By Omar Bah
The National Audit Office’s report on the 2019 government financial statements, has revealed D22,319,958 of proceeds from the sale of Jammeh’s assets was “unaccounted for” by the government.
According to the report, the General Triplicate Receipt book used for receipting monies for the sale of government assets reported by the Janneh Commission was not provided for inspection claiming that the book was missing after the sale of assets.
“The proceeds of these receipts amounting to D22,319,958 were collected from the sale of government assets reported by the Janneh Commission. The audit noted that receipts were not used to collect payments; instead, only written acknowledgements of receipt of payments were made. There is an increased risk of lack of transparency and accountability resulting in loss of revenue due to the government,” the report pointed out.

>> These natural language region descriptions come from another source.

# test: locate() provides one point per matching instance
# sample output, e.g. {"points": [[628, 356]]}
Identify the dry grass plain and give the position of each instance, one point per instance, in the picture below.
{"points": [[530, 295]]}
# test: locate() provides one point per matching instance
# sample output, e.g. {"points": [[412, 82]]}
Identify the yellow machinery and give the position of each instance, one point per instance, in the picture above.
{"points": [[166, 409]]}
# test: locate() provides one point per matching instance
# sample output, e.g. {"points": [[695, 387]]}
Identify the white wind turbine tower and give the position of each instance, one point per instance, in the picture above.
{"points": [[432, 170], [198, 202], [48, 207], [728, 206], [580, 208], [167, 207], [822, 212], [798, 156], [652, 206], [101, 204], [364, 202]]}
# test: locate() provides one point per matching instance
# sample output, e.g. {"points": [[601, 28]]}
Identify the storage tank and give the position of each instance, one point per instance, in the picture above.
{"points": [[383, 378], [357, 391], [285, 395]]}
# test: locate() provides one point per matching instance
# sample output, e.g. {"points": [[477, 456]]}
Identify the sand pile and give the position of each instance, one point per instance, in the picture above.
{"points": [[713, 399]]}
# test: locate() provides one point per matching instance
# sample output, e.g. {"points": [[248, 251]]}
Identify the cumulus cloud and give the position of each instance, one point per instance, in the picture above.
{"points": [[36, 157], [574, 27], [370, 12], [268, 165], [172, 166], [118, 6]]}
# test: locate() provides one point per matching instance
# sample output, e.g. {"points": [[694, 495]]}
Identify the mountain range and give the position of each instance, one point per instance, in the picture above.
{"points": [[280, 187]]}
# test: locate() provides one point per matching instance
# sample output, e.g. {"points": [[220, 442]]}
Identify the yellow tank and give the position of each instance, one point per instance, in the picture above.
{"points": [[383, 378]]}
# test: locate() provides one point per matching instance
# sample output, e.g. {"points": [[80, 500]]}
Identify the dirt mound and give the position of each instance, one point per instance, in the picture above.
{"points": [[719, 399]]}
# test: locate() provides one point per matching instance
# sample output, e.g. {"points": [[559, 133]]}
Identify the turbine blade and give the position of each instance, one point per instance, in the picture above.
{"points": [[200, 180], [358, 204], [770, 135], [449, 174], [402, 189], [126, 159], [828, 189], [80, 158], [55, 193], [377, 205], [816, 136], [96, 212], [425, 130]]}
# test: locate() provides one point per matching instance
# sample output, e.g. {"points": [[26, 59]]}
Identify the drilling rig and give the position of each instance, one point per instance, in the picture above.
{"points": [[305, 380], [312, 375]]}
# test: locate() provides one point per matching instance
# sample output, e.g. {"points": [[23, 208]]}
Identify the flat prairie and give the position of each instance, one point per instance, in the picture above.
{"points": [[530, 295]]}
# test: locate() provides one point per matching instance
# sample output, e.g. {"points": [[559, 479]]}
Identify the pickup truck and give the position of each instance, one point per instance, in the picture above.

Flouting financial regulations
The auditors noted that virements amounting D67,960,645 were made between and across budget entities without evidence to suggest that they were approved by the minister of finance before transfers were made, contrary to the provisions of the Financial Regulations 2016.
The auditors also noted virements totalling D2,469,441,458 were made between and across budget entities without evidence of a formal notification sent by the finance minsitry to the budget agency/entities before or after virements are made contrary to the Financial Regulations.
The report added that a review of the financial statements against the cashbook report revealed a difference of D55,090,347 between the tax receipts disclosed in the statement of revenue and payments under note (3a-3f) of the financial statements, and the tax revenue receipted in the cashbook for the period under review and as a result the requirement of IPAS 1.3.12 was not met.
“There is risk that the revenue balance in the financial statements is misstated,” the report added.
According to the report, the borrowing balance amounting to D1,806,865,640 was understated in the statement of financial position which could lead to the misstatement of the borrowing balance disclosed in the financial statements.
“We noted an overpayment of USD4,871, equivalent to D244,228 in respect of interest payments. Government is at a risk of losing huge amounts of money due to overpayment of loan interests,” it added.
The report further revealed that the government failed to disclose The Gambia’s shares in the African Development Bank, Islamic Development Bank, and Ecowas Bank for Investment and Development which dated as far back as 2016.
As a result of its membership in these banks, the report added, the government pays subscription fees and is allowed to access loans and other membership privileges.
“We requested for the share certificates to establish the number of shares subscribed in these banks including the amount paid as subscription fees as well as ascertain the outstanding balances, but none was provided. As a result, we could not confirm the number of shares the government has bought as well as the unpaid balances disclosed in the financial statements,” the report added.